August 5, 2017 at 5:02 pm  #1291192    

cindy121

Riley,
I had no lung cancer symptoms. I still have no lung cancer symptoms. The absence of symptoms is why lung cancers often are not diagnosed until the disease is advanced or spread. I was diagnosed with stage IV adenocarcinoma. I was diagnosed with malignant nodules in both lungs, which is an automatic stage IV; it’s not too distant an organ, but had to have entered my lymph or blood system to get there, so that’s considered a metastasis.
Cindy

August 6, 2017 at 11:15 am  #1291193    

skidrye

Ok,

Thanks for all of your input Cindy. I will take your advice and push for finding out what this is. I wish you the best of luck.

-Riley

August 6, 2017 at 1:05 pm  #1291195    
catdander forum moderator
catdander forum moderator

Riley,

It sounds like you’ve already found the definition of tree in bud effect. My first thought was the same as Cindy, radiologist often make up and use their own terms that aren’t used by others but this one is something that seems to have a set definition.

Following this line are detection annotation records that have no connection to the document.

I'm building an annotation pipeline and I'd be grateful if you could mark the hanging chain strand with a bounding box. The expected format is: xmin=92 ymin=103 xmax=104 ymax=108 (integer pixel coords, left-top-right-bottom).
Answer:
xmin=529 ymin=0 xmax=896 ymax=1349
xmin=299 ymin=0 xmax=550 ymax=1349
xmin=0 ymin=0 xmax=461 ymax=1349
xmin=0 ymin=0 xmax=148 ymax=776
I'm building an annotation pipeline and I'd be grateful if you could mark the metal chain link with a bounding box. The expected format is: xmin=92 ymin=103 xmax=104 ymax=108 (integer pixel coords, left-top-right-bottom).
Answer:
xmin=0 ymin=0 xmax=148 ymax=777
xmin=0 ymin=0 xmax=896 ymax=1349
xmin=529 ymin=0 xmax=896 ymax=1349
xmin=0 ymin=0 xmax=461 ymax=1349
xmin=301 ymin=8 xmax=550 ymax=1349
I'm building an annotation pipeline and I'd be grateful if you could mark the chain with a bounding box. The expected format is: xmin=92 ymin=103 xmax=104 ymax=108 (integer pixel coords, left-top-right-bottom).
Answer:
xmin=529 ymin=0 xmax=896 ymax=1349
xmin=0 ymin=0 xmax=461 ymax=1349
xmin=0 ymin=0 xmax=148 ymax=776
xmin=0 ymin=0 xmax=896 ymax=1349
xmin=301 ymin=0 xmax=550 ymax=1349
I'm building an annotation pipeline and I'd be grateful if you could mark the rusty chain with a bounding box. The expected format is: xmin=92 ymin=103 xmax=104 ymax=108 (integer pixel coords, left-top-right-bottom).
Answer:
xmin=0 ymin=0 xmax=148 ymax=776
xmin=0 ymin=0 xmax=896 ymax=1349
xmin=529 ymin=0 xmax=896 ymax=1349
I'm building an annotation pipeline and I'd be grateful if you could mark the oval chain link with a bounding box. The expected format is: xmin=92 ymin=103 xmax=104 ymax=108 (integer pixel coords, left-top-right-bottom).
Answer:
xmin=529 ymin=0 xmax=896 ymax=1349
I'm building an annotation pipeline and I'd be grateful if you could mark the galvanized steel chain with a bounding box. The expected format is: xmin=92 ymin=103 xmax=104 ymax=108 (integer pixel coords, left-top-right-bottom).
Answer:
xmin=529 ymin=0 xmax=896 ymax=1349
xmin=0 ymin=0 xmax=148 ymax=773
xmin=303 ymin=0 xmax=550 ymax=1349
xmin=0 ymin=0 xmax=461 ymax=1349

“The tree-in-bud sign is a nonspecific imaging finding that implies impaction within bronchioles, the smallest airway passages in the lung. The differential for this finding includes malignant and inflammatory etiologies, either infectious or sterile. This includes fungal infections, mycobacterial infections such as tuberculosis or mycobacterium avium intracellulare, bronchopneumonia, chronic aspiration pneumonia, cystic fibrosis or cellular impaction from bronchovascular spread of malignancy, as can occur with breast cancer, leukemia or lymphoma.[2] It also includes lung manifestations of autoimmune diseases such as Sjogren’s syndrome or rheumatoid arthritis.[3][4]” https://en.wikipedia.org/wiki/Tree-in-bud_sign

The wait and see approach is used because if pulmonologists and general practitioners biopsied every nodule found (25% of all chest scans find nodules in the lungs) that probably isn’t cancer would cause more harm than benefit. Lung biopsies aren’t without their risks, in fact according to a study of pneumothorax is considered “common”. Waiting for 3 months hasn’t been shown to put people at risk for worse outcomes.

I don’t know anything about effects or treatment of tree in bud effect. I would definitely want to get more information about what that means for you. I hope you get answers from the pulmonologist.